One young-sounding girl, maybe eleven or twelve, said that her brother was her hero because he quit drinking. Another said her uncle was because he quit coming after her. "Thank you for calling." Click. Those two got clicked off the air pretty quick. Then I heard a soft firm voice on the air say, "You got to have local heroes, people the kids can see every day. Not all those big name people, most of them dead or living in another country. And if you hang up on me, I'll tell everybody all about you. You know my voice so we'll just leave it at that. So you just listen for a bit." It sounded a lot like Elsa. I looked up and she wasn't where she had been. I scanned the whole park. No Elsa. Walking towards where the car was parked, I stopped and smiled. There was Elsa in the phone booth, giving it to the radio announcer.

"Kids need these here role model people from their own community. All these other guys you're talking about are way above their heads. Sure, they're people you can look up to, but not for these kids. Not for kids with nothing. They need people like the ones those young kids were talking about when you clicked them off. Leaders aren't people so far above us, we're afraid to breathe the same air. Leaders are who we could all be if we weren't so messed up trying to be white and all that other stuff." The announcer tried to cut Elsa short.

"Just a minute now, mister. You been talking too much about stuff you don't know anything about. You listen for a bit and I'll bet you know when I'm finished." You could hear the announcer hold his breath. There was a pause, then Elsa spoke again. "My hero, the person I look up to most is everybody who quit drinking and taking drugs and everybody who quit beating other people up and who started to heal themselves and not just talk about it. My hero is somebody I know, not somebody from the TV or newspaper."

"I'm sorry, ma'am, but we have to move on to a commercial message and then to the next program."

"You just forget about that for a while." And he did. "When kids take the trouble to phone you up and tell you somebody from their own family or some friend of theirs or somebody they heard about from around here is their hero because they're trying to straighten out, you don't click them off like that. You got lots of fancy book learning and big talk, but you need manners just like everybody else." Pause. "I want somebody else to have a chance to talk so I'll go now."

"Thank you for calling..."

"So you just let people keep calling until they stop. It's important kids know that heroes and leaders are in their own community. Their own family. You don't need fancy clothes and newspaper stories and everybody taking pictures of you to be a hero. Sometimes we got to be our own heroes. If we don't feel good about ourselves, we don't have much to start with. That's all I got to say... for now." Click.
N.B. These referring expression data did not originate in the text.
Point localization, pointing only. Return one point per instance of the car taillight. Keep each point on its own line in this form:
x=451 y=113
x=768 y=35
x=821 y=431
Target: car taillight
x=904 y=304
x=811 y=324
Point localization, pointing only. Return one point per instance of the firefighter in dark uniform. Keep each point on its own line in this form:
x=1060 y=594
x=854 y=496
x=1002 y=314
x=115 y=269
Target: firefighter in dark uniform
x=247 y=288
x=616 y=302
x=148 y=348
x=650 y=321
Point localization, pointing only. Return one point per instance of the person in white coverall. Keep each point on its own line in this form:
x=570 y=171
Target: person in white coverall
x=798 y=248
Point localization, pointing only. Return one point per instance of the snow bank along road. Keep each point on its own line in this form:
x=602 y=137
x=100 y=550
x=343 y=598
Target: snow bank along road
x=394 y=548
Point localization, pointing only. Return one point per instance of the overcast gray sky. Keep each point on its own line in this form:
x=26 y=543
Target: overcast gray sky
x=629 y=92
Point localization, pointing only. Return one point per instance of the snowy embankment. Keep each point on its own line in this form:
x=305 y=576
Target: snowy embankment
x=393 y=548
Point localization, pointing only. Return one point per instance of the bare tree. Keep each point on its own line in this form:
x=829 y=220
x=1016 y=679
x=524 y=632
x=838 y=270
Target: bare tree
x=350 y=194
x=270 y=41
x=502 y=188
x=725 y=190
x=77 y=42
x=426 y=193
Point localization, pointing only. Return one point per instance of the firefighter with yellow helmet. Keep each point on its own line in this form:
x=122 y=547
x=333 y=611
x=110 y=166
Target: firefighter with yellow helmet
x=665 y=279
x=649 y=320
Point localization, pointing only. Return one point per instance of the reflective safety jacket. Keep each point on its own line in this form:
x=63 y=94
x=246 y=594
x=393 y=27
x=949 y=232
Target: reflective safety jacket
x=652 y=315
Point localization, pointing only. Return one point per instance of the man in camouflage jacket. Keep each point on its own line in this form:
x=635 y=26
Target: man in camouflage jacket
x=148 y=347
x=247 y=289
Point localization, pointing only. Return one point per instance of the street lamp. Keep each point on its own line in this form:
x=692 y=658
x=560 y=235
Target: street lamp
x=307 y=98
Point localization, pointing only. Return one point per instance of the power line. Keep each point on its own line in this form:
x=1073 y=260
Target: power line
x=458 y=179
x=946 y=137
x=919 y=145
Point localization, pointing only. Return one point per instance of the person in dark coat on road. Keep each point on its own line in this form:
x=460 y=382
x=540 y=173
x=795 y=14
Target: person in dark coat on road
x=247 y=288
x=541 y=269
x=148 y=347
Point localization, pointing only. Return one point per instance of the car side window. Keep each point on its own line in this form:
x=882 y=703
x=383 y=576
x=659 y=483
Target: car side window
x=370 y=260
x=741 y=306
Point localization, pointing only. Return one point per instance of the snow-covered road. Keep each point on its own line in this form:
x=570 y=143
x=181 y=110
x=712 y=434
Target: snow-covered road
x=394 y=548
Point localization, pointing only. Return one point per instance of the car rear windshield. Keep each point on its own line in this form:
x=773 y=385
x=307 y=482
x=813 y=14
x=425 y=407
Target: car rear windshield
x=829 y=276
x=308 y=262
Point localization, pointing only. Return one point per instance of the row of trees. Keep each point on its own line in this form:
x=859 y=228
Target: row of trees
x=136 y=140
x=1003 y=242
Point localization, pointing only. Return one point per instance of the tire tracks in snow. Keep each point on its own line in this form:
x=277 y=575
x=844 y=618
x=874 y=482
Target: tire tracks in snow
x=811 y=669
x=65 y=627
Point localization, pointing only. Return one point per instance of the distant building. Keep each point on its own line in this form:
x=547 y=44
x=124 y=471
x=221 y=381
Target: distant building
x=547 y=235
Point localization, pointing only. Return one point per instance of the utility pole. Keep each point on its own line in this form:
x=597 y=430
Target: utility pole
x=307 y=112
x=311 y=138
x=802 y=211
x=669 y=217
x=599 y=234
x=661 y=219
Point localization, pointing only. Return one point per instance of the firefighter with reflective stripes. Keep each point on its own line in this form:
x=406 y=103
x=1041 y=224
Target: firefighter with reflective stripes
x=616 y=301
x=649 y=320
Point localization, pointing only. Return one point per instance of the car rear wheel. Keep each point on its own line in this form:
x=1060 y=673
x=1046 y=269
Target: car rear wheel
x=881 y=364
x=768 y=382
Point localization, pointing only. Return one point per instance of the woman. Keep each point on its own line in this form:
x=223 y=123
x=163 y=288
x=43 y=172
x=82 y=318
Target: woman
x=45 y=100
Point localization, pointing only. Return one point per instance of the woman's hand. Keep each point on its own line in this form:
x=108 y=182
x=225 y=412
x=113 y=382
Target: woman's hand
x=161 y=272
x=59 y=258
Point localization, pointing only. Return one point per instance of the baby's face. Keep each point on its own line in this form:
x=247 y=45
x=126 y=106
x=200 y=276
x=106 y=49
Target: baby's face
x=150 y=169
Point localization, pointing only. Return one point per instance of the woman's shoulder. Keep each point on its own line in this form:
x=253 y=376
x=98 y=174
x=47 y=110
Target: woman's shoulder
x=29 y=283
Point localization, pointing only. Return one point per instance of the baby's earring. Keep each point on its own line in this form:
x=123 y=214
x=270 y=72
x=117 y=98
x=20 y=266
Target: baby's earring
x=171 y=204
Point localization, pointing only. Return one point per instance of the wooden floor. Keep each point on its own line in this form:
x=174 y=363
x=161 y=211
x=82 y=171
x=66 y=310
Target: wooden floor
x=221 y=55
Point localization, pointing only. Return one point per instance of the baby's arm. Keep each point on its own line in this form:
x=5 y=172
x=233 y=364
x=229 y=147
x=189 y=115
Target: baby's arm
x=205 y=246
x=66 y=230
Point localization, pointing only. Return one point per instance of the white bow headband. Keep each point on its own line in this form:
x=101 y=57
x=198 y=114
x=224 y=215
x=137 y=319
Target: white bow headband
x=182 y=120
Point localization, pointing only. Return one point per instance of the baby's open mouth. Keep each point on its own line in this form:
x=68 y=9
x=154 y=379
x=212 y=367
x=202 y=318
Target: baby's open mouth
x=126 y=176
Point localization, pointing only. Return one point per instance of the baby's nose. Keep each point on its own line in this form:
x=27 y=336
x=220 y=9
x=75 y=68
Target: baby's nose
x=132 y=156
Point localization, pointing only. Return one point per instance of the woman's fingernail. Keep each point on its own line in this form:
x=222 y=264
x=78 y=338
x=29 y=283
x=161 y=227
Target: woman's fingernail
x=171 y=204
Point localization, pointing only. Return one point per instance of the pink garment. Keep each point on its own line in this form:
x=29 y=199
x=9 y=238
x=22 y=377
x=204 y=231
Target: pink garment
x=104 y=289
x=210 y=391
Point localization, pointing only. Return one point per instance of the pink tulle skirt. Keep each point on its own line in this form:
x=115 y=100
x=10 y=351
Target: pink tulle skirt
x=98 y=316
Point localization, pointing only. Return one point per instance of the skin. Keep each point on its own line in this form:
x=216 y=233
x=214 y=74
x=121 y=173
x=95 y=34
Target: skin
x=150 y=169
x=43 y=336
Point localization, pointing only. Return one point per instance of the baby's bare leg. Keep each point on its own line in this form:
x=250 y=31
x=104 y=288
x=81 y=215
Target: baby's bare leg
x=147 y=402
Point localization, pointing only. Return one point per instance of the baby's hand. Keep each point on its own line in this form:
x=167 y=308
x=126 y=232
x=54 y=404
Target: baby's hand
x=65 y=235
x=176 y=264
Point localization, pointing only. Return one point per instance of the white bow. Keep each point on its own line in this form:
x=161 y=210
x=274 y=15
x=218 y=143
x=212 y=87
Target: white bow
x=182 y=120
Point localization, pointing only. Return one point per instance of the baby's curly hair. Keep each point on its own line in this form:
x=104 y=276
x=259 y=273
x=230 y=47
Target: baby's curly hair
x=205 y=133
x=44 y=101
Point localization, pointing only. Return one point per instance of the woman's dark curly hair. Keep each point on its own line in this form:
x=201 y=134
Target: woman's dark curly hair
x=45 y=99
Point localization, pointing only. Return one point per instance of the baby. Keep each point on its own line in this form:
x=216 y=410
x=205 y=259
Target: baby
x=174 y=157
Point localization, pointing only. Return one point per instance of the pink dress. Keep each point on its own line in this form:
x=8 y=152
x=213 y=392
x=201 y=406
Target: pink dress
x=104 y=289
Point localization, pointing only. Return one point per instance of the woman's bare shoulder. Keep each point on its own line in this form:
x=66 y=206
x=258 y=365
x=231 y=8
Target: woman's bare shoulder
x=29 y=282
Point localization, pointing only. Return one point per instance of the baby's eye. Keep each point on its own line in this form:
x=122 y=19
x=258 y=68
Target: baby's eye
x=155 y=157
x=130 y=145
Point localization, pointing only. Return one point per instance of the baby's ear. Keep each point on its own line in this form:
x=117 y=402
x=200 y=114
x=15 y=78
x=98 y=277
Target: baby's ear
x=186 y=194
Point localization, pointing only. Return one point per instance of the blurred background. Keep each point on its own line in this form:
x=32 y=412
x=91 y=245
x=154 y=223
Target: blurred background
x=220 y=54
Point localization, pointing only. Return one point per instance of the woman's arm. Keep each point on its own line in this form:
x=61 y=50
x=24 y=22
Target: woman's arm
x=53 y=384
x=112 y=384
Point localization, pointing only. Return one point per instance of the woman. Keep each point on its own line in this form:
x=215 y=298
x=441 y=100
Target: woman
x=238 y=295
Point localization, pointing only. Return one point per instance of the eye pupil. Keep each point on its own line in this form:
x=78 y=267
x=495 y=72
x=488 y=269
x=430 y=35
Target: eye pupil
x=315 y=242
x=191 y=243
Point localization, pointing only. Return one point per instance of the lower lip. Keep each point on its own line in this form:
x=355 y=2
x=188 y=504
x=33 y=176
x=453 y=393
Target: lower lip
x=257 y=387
I smiled at Elsa as she hung up the phone and turned. We looked at one another, both smiling now, and walked back to the picnic bench together. The kids were there, cleaning the berries. They'd gotten tired of playing and the girls had somehow convinced the boys to help them clean up. We laughed together and then sat back and sipped tea and listened to the phone-in show until it got dark.

The next morning we found out that the show had gone on for four hours longer than it was supposed to. Elsa smiled in a half-cross way. "You got to be tough with these media people or they'll run over you like a crazy horse. Tough in a nice kind of way."